CTEs are Passthroughs--Some research!

Hi all! I recently did some research on a question that comes up when I talk to people about SQL and optimizers.

At Fishtown Analytics, we have a style guide for how we write SQL. Part of that style guide is using CTEs as though they’re import statements. We start each model by “importing” each upstream relation that’s going to be used. In practice, that looks like this:

with customers as (
  select * from {{ref('fct_customers')}}
orders as (
  select * from {{ref('fct_orders')}}

This functions a lot like your imports at the top of a Python script (or any programming language):

import pandas as pd
import numpy as np

This achieves a couple of nice things. First, it makes it very easy to see what the dependencies are for a given model when you first open up its file. Second, it gives you an easy mechanism to consistently alias all input tables—this mechanism ends up being much cleaner than typing out and then aliasing tables individually within each individual CTE. Overall, we’ve found that this pattern leads to significantly more readable code.

The pattern causes consternation for folks who are familiar with database optimizers on older databases. Lots of CTEs, and lots of select *, neither of which is a good idea according to conventional wisdom. I’ve always believed that this is no longer true with modern analytic databases (BQ, Snowflake, Redshift), but I hadn’t done the detailed work to validate that. Until now.

I wrote two versions of a query. The first selects directly from a raw order_items table and does a simple aggregation on it. Here’s what that looks like with the associated Redshift explain plan:

The second passes the source data through ten CTEs before finally doing an aggregation on it. Here’s what each looks like (along with the associated Redshift explain plan:

The thing you’ll note about these two explain plans is that they are identical. Redshift doesn’t care if you pass the source data through 10 “obfuscating” CTEs, each of which select every single column in the underlying table. It “optimizes through” the CTEs and understands what the user is actually asking for: a simple count distinct on top of a single column. The other columns in the table don’t get used in the plan at all.

OK, great. Redshift treats CTEs as pass-throughs. Let’s prove that the same is true of Bigquery and Snowflake. BigQuery first. Here are the two explain plans (first a direct query, second with 10 passthrough CTEs):

Because BQ is a shared resource, two queries’ execution will never be exactly identical. These are as close to identical execution plans as you can really get. On to Snowflake:

This one is slightly more perplexing–the second query (with the CTEs) is actually faster! That doesn’t make a ton of sense to me, but I also ran this query second and my guess is that I wasn’t able to fully invalidate the cache for the second run. More importantly though, the explain plan is identical across both runs–Snowflake treats the queries as identical from an optimizer perspective.
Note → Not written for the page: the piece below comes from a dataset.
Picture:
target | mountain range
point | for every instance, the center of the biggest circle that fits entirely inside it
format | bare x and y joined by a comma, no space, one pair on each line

All modern analytical database optimizers appear to treat our “import statement” CTEs as pass-throughs. These CTEs have no impact on performance whatsoever, and just act in the way that we want: as a great tool to clean up our code but not ultimately to change the explain plan.


While CTEs function as passthroughs in these examples, on Redshift, at least, there is a limit at which too many CTEs cause a degradation in performance. See this article.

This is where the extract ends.